Rats aren’t the only creatures to not be themselves when they are hungry. A 2021 study in Animal Behaviour found that male fruit flies get more aggressive when food-deprived. The authors concluded that “[…] dietary stress increases aggression, suggesting flies get ‘hangry.’”
Similarly, another study looked at two groups of Apennine chamois, a horned goat-antelope that lives in the mountains of Spain, France and Italy. The scientists compared a herd that lived in a nutrient-rich area with a herd that lived in a sparser area. They found the herd that was more food-deprived had higher levels of aggression and stress response.
The hangry herd showed more aggression while foraging, which the authors concluded was likely an evolutionary strategy meant to help them secure needed nutrients and survive. Herd members were also more vigilant while grazing, and more likely to lift their heads to see if there was a threat from predators or other grass-loving chamois.
But do humans get hangry? Studies find that hunger is linked to a wide range of self-control issues.
A 2013 paper in Psychology looked at the behavior of hungry people in 10 studies. Hungry people made more errors in tasks, and like the rats, they were more apt to have less self-control when their tummies were rumbling.
Most concerning, the authors also looked at data from war zones and found that societal hunger predicted war killings, which they attributed to a lack of self-control for their aggression. The authors also found that hungry people were more likely to think negative thoughts about racial minorities and have increased thoughts about death.

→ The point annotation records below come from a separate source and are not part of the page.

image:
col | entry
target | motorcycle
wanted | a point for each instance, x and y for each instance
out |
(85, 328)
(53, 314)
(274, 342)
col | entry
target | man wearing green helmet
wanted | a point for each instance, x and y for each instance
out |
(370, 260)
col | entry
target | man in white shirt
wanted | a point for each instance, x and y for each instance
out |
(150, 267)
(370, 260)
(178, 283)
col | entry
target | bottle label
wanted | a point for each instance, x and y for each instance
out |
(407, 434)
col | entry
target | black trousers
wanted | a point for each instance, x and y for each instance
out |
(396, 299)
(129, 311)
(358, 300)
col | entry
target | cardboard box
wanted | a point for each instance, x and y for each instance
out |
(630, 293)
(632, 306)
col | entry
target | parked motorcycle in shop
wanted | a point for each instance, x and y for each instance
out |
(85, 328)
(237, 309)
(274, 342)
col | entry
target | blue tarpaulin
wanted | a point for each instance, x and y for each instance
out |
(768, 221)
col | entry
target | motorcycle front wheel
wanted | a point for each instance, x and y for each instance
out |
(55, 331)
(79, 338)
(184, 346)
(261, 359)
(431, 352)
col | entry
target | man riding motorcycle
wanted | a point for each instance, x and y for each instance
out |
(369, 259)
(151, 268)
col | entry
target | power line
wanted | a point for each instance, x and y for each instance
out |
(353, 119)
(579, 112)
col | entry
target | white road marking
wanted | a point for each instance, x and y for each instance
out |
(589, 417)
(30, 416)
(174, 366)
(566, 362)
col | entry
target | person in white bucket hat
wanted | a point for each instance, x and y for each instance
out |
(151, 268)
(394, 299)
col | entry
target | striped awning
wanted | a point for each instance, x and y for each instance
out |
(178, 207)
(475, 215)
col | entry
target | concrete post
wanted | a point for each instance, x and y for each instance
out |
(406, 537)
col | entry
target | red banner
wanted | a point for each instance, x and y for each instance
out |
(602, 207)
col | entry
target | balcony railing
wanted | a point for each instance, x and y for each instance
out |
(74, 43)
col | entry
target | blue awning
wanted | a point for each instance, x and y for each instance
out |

When trying to make sense of the results, the authors suggested that hormones like ghrelin might influence a person’s mood. They also thought a failure of self-control can be an emotional relief. Another idea was that negative attitudes or aggression was a type of self-preservation that kicks in when the body senses energy resources are low.
Not all scientists agree, however, that hanger is a thing. In a 2019 article published in Emotion, two psychologists suggested that hunger is a physiological state and that people give meaning to it when they perceive it as negative.
They recommended labeling the emotion in order to put feelings into words. It’s a process called affect labeling, and it can lessen the intensity, and perhaps even mute the feeling. Thus, identifying ‘I’m not myself because I’m hungry’ might just stop a person from having the hangries.